Now that the story has forced the game underground, the developers will have more freedom in crafting visually-interesting environments, including lava and ice. In fact, most of the game will take place beneath the surface, and we can’t wait to see what Volition came up with.
As for gameplay, we’re mostly looking forward to the magnet gun. With this weapon, you fire magnets at two targets in succession, and then the first magnet pulls toward the second. You can use this to make enemies crash into each other, or to steer enemy vehicles into buildings.
Speaking of buildings, they will once again be completely destructible, and the sledgehammer will make a glorious and much-needed return.
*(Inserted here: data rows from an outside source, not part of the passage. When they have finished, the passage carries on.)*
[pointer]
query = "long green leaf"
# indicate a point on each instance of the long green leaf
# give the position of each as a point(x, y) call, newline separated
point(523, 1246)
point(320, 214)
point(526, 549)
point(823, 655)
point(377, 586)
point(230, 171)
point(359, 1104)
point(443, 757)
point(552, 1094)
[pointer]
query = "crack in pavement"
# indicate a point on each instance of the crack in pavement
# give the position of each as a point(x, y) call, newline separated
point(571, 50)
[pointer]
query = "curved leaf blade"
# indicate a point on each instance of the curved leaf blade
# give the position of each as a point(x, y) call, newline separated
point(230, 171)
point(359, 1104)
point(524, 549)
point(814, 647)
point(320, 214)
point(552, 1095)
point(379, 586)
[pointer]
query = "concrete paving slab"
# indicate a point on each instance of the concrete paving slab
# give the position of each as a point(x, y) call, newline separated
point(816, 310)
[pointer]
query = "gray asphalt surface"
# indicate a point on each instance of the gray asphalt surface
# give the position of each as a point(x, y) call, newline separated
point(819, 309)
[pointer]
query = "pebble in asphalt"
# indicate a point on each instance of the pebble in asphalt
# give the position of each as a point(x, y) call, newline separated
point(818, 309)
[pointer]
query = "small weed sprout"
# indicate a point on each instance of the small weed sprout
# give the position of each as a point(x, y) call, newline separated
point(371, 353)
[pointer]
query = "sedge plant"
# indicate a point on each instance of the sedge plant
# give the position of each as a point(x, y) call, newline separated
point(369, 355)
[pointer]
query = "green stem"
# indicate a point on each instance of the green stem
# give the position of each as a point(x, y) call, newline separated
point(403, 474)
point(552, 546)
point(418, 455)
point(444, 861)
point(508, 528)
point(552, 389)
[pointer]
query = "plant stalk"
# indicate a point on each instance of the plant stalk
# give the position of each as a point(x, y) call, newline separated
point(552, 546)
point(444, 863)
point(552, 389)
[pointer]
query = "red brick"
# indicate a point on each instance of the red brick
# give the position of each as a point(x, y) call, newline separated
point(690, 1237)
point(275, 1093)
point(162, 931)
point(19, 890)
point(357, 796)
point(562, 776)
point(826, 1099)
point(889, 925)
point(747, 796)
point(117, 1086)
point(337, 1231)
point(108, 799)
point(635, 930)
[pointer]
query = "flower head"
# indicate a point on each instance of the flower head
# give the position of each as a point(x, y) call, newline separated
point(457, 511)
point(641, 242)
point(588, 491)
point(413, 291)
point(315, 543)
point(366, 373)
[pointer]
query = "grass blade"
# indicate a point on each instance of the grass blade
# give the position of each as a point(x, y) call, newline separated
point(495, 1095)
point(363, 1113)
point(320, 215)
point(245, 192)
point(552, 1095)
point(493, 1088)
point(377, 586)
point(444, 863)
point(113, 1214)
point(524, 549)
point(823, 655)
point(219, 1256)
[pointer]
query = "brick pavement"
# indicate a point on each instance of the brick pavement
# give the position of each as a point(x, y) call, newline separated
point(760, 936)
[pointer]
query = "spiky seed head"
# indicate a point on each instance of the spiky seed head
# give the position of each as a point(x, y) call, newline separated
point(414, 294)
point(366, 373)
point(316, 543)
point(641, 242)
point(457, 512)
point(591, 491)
What’s more, some of the new enemies feed off of Earth’s structures, which gives you another reason to smash everything in sight to pieces (as if you needed one).
There will be updates in other areas as well. Not surprisingly, there will be a slew of new enemies to kill, most of which are aliens with a Dead Space vibe to them. The Creepers, for example, are a fairly weak enemy that spews venom and attacks in groups. The Ravagers are more nimble, jumping from place to place and attacking from a distance.
Weapons will be extensively upgradeable. The Nano Forge has been passed down through the family to Darius, and it will be even more powerful than it was last time around — it used to be a purely destructive force, but now it can be used to repair structures, including cover and bridges. The Singularity Bomb is now long-range, and a new Plasma Beam allows you to cut through enemies and structures with the precision of a laser. Also, there’s the Exo suit, which reminds us of a Super Mario invincibility star; it allows you to crash through enemies and structures, and has a gun attached to boot. There will also be a knockoff of Gears of War’s Horde mode that allows four players to fight endless waves of baddies.
Also, the developers have promised a few treats to their longtime fans. While the game never explicitly says what the aliens were doing sealed in the cave, there will be enough hints that series devotees can figure it out.
One last interesting factoid: The years between Guerrilla and Armageddon will be filled in by a live-action TV movie on Syfy, which will air in May.
Red Faction has seen a lot more evolution than most other franchises do, and we respect Volition for continuing that tradition with Armageddon. We’re a little worried that the combination of alien enemies and a post-apocalyptic world might make this entry feel a little generic, but there are some interesting gameplay updates here, and we’re thrilled to be able to smash buildings with a sledgehammer once again. At any rate, Volition’s track record with Red Faction earns them the benefit of the doubt until the final product is available.